There have been very limited previous studies done on herbs and their constituents that effectively act on inhibiting hyphal growth. Gymnemic acid is found in the herb Gymnema sylvestre and has been traditionally used in the treatment of diabetes. Similar to the herbs tested in this study, gymnemic acid did not have an effect on the growth of C. albicans, but did inhibit differentiation of the single-celled yeast to hyphae. In this case, the effective constituent was isolated and tested in hyphaeinducing conditions, which supports the future possibility of isolating novel compounds from various botanicals with which effect hyphal growth and virulence of C. albicans .
To further study the original goal of the experiment, which was to evaluate the fungicidal effects of herbs, essential oils were also evaluated. Essential oils are the steam-extracted, volatile aroma compounds of plants. They typically have different constituents and a higher concentration of active constituents requiring a small dose for a therapeutic effect. In this study, several essential oilbased botanicals were able to completely block hyphae formation as well as inhibiting the replication of C. albicans. Thymus vulgaris and Cymbopogon citratus were the most effective essential oils, although they had no fungicidal effect as botanical tinctures. These two herbs as tinctures only had an effect on inhibiting differentiation of C. albicans. This suggests that the same herb extracted into either oil or tincture may contain different active constituents.
Since C. albicans in patients with severe infections is commonly differentiated into the hyphal form, several tinctures and oils were also tested for their ability to reverse the hyphal form to a single-celled yeast form. M. condurango was the most effective tincture against preventing differentiation and it, along with the other active tinctures and oils were shown to be highly effective in the reversal trial. These results support the possibility for these tinctures and oils to be used in active C. albicans infections.
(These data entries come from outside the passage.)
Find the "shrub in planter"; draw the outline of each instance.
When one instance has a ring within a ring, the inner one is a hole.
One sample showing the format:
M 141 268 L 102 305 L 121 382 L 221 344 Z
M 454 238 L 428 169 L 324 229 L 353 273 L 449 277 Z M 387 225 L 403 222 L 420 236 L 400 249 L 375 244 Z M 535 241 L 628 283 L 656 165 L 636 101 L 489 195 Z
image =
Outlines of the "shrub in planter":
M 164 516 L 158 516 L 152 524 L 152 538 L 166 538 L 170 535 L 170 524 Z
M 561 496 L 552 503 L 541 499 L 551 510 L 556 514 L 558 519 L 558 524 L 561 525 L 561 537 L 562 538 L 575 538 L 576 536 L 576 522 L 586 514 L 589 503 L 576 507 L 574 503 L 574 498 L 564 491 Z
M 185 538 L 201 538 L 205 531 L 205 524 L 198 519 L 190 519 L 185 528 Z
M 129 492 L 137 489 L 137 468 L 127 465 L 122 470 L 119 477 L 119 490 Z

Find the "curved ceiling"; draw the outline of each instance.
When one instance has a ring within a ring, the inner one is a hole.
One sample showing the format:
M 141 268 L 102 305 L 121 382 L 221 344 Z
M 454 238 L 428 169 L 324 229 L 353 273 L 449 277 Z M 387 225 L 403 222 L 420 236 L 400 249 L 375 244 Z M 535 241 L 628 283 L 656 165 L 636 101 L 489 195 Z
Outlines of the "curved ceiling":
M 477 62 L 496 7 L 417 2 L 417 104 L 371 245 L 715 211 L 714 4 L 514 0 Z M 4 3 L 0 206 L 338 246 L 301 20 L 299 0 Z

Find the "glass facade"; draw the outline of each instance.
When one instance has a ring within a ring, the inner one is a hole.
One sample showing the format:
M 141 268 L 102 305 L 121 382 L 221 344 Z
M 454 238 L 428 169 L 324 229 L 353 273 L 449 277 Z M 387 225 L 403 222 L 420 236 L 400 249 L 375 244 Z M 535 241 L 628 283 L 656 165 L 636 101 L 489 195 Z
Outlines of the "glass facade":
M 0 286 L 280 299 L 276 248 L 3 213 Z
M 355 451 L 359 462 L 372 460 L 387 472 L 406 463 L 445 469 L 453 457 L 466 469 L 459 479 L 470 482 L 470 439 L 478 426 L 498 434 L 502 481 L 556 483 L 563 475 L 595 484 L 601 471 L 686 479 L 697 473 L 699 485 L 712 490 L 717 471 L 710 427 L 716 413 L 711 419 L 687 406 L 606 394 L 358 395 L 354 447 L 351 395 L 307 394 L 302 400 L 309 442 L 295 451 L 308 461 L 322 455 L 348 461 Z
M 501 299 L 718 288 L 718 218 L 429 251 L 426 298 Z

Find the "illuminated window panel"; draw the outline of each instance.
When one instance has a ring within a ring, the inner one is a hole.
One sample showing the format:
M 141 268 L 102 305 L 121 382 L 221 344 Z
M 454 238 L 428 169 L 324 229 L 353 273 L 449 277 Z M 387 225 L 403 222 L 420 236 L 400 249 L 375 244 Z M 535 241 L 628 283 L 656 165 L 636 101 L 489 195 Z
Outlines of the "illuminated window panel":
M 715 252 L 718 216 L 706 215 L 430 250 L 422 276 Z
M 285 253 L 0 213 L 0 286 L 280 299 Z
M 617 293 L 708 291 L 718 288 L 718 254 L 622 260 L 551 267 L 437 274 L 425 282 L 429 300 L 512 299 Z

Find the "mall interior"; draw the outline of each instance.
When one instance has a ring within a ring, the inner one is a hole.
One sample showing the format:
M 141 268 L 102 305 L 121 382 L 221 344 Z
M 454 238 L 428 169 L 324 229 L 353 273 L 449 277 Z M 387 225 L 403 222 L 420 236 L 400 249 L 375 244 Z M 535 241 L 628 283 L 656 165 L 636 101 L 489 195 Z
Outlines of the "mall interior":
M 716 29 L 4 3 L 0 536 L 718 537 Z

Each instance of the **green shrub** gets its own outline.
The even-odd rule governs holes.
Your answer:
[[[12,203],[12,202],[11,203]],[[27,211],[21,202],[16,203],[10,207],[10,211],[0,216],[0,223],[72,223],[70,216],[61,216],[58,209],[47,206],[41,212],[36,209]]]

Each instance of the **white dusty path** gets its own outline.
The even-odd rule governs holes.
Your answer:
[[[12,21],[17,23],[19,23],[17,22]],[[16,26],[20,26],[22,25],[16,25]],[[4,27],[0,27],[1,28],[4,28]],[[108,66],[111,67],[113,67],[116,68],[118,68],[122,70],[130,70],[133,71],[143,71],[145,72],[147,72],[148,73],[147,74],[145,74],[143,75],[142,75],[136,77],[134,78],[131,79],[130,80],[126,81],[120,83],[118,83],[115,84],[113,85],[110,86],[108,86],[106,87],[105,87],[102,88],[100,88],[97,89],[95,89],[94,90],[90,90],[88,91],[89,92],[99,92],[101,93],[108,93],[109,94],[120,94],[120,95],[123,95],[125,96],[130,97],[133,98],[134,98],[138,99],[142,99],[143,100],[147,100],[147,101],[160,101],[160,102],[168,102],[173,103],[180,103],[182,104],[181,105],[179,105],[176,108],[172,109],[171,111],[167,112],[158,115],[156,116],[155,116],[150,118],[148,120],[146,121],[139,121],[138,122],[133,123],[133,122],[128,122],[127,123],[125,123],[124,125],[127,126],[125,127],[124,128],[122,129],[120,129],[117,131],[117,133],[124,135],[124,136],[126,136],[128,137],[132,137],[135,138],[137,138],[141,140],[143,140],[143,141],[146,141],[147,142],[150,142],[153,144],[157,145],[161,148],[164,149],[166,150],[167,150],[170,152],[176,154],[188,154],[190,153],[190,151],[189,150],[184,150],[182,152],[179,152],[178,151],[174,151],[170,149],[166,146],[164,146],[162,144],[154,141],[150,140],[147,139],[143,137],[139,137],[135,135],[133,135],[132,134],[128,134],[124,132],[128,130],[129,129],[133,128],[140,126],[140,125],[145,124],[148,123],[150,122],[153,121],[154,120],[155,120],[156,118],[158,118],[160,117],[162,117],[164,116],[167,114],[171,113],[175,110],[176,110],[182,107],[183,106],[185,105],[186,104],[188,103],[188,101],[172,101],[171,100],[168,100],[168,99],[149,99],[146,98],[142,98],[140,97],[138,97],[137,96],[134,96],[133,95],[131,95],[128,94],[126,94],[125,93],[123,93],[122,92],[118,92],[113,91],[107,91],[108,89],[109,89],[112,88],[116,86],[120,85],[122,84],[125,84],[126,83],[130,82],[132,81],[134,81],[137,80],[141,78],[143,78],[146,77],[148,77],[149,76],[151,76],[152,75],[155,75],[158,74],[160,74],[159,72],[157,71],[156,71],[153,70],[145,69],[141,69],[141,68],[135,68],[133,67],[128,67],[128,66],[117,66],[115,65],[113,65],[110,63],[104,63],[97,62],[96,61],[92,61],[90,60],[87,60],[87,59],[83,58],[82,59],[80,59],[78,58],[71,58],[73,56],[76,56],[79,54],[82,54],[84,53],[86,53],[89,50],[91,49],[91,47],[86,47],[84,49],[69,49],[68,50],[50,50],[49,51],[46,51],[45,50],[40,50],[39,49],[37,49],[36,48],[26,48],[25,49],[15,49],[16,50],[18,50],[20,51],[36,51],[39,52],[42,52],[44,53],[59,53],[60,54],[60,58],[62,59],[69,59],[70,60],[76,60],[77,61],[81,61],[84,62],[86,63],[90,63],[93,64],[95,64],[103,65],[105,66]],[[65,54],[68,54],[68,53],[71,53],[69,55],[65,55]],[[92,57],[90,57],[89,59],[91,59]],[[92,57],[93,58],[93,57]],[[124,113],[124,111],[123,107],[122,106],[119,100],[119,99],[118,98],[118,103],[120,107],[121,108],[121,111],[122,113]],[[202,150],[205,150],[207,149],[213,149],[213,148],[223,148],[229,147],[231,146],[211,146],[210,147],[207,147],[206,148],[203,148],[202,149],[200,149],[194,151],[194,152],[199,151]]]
Tinctures are appropriate to treat both oral and topical infections, whereas essential oils are more suitable to treat topical infections due to their highly concentrated and caustic nature. Most of the botanical tinctures and oils used in this study have a low side-effect profile when taken internally or applied topically, respectively, when compared to conventional anti-fungal treatments . There is a potential for both the tinctures and the oils to be combined in a synergistic blend that could be more efficacious in the overall treatment of a C. albicans overgrowth by providing different mechanisms of action.
Botanicals offer a therapeutic effect on many aspects of a fungal or microbial imbalance. Future research can explore the potential risk of antifungal resistance to these herbs, which may support the use of combined botanical preparations as opposed to a singleherb therapy and provide support for which herbs may work synergistically in order to best control C. albicans overgrowth in the human body.
Support for this project was provided by internal funding from the Southwest College of Naturopathic Medicine.